I was delightfully surprised to find this article on nutrition. The surprise came because it comes from an MIT Economist named Otto Scharmer. Those familiar with the discipline of systems thinking might recognize his name from the book titled “Theory U”.
What was surprising was to see Dr. Scharmer’s background and links to the emerging issues of nutrition, soil quality and our agricultural production system. While I don’t agree with everything he says about livestock impact, he does clarify the growing scope of the nutrition issue, including its affordability, as well as agriculture’s impact on our health and the climate. He points out that the costs of a conventional apple, in terms of damage to health and environment from the pesticides used, are extremely high. If, when buying the fruit, we paid the cost of cleaning up the water polluted by conventional agriculture’s pesticides, non-organic produce would cost double what it does.

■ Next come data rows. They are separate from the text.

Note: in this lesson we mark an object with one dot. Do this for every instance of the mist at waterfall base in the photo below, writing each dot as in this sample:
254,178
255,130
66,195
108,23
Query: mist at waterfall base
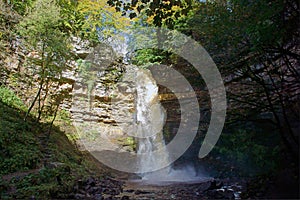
150,119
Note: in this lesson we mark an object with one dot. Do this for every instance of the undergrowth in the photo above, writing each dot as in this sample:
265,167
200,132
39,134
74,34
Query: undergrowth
22,169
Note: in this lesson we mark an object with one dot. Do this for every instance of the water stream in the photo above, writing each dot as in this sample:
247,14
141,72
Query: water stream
150,119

I should clarify why I am not supportive of Dr. Scharmer’s statements regarding livestock. From our perspective, agricultural systems that are the most productive in terms of carbon sequestration involve perennial polycultures, or in other words, numerous species of trees, shrubs, grasses, etc, planted together, with livestock grazing among them. (The photo in the article shows a conventional ag system with dozens of cows standing or lying on bare ground, the opposite of a regenerative system, where the cattle enjoy lush meadows.) Livestock are by far the most economical way to use these perennial polyculture systems, convert sunlight into food, and sequester the most carbon. When these systems make use of a full, holistic lifecycle assessment, the picture regarding livestock impact can change dramatically.